Body

Modern data tend to present complex structures that challenge classical modeling assumptions and frameworks, including heterogeneity and spatial and/or temporal dependency. Bayesian nonparametric (BNP) models are a powerful tools that can address these challenges. They enable flexible modeling structures that adapt to the data complexity and provides uncertainty estimation. This dissertation proposes several BNP methods that are applicable to a wide range of statistical learning problems in regression, clustering and density estimation, with applications in fields including global health and financial econometrics. 
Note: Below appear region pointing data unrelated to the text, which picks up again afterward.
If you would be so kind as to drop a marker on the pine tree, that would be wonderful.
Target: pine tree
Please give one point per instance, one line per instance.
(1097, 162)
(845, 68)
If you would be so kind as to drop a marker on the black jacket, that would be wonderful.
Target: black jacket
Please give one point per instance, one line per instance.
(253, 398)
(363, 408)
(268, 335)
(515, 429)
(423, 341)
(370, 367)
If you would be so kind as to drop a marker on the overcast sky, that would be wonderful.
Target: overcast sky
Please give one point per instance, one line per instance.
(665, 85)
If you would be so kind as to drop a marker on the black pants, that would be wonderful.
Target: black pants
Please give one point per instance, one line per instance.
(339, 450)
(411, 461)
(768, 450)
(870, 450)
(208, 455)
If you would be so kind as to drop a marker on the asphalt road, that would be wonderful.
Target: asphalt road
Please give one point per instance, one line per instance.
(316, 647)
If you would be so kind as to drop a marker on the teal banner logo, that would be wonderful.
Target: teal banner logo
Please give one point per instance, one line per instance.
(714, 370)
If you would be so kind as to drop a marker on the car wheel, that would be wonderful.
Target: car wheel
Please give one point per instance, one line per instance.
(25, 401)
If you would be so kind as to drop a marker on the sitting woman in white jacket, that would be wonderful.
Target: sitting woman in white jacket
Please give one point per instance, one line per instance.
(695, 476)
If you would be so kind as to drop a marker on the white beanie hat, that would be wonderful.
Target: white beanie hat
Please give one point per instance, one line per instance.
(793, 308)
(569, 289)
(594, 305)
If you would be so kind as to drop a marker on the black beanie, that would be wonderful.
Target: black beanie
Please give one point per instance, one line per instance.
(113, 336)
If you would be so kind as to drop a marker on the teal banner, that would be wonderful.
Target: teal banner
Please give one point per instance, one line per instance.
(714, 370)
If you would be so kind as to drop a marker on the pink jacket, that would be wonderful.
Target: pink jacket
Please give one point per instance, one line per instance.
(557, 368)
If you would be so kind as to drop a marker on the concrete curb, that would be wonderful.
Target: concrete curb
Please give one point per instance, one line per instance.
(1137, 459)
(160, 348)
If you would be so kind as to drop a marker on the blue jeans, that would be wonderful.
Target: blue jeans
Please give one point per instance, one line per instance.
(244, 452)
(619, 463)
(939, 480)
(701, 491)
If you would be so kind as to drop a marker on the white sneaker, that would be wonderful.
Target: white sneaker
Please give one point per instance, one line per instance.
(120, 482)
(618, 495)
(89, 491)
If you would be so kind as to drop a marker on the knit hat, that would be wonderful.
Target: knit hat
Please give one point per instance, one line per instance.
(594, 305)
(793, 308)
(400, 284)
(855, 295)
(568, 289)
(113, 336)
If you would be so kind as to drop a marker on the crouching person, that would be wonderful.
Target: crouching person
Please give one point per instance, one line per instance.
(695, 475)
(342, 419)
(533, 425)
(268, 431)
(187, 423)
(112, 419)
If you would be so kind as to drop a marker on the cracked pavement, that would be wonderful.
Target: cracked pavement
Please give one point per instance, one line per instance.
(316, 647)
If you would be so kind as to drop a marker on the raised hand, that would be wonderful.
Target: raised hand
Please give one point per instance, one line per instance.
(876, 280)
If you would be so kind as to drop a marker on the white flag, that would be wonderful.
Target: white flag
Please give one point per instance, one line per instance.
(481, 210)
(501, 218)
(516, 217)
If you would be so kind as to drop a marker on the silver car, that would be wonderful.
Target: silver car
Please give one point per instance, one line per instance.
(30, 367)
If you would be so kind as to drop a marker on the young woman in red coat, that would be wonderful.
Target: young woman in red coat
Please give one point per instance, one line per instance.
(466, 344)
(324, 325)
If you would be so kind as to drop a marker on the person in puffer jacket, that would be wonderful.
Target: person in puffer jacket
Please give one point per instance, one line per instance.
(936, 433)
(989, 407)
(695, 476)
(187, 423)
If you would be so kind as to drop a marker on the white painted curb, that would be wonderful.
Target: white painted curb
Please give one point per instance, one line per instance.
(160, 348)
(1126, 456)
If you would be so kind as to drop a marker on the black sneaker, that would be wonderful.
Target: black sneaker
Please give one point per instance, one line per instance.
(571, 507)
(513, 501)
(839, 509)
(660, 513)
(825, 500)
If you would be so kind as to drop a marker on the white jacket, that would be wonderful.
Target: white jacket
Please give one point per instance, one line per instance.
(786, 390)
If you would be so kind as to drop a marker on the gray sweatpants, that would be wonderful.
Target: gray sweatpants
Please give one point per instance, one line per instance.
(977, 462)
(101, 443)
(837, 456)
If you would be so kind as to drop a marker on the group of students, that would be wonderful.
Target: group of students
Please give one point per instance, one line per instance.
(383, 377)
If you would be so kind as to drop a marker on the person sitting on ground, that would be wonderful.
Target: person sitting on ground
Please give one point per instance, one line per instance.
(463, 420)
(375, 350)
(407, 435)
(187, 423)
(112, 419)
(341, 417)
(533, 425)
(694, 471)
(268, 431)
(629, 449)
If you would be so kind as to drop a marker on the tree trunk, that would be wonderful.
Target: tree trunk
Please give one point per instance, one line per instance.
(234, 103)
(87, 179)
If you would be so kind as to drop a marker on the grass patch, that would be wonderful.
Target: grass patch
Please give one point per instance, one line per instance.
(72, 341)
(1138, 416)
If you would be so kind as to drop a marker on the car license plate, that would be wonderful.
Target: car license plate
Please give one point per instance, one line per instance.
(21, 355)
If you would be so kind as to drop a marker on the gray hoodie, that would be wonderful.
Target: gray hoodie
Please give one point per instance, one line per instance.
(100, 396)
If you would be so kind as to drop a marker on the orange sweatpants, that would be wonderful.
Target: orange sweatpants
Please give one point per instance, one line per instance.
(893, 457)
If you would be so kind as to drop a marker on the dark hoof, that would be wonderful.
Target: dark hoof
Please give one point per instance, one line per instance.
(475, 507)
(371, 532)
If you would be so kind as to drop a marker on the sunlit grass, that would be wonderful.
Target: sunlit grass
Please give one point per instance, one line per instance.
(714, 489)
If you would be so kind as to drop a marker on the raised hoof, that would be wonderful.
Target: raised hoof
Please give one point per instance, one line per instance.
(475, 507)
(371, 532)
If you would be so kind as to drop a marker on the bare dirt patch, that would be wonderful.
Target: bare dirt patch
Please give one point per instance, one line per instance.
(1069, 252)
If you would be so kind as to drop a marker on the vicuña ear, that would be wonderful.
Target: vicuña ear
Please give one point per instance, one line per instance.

In the first project, we propose a novel model that integrates the Bayesian additive regression tree prior (BART) into the Gaussian process spatial model. Our model is aimed at spatial prediction problems where the covariate effects tend to be nonlinear and flexible. To improve the computational scalability of the model, we incorporated the Integrated Nested Laplace Approximation (INLA) method into the MCMC update routine. The model is studied through simulation examples and applied to anthropometric survey data from Kenya, where the data was collected from a stratified two-stage sampling design.

In the second project, we apply the dependent Dirichlet process (DDP) to model the temporal dynamics in the multivariate Hawkes process (MHP) models, a point process model used to capture mutually exciting temporal behaviors in temporal event sequences. Our model allows for flexible and adaptive modeling for excitation functions while borrowing information across dimensinos. Two computation methods including MCMC and stochastic variational inference are developed. The modeling behavior is studied via simulation studies, where our model outperform benchmarks in terms of estimation accuracy. The model is applied to study the order flow of high-frequency financial markets, and provided valuable insights to understand the excitation patterns in real order flow data.

In the third project, we explore a foundational issue in Bayesian mixture modeling: the ability to consistently estimate the number of mixture components when the kernel distribution is mis-specified. While Dirichlet process mixtures (DPMs) offer great flexibility for density estimation, they are inconsistent for component estimation. We first illustrate the issue through a series of parametric toy example via both theoretical and empirical results. We then present potential solutions in two approaches. We first propose a two-level hierarchical model combining mixture of finite mixtures (MFM) at the top level and DPMs at the bottom. We also explore prior elicitation and post-hoc component merging strategies.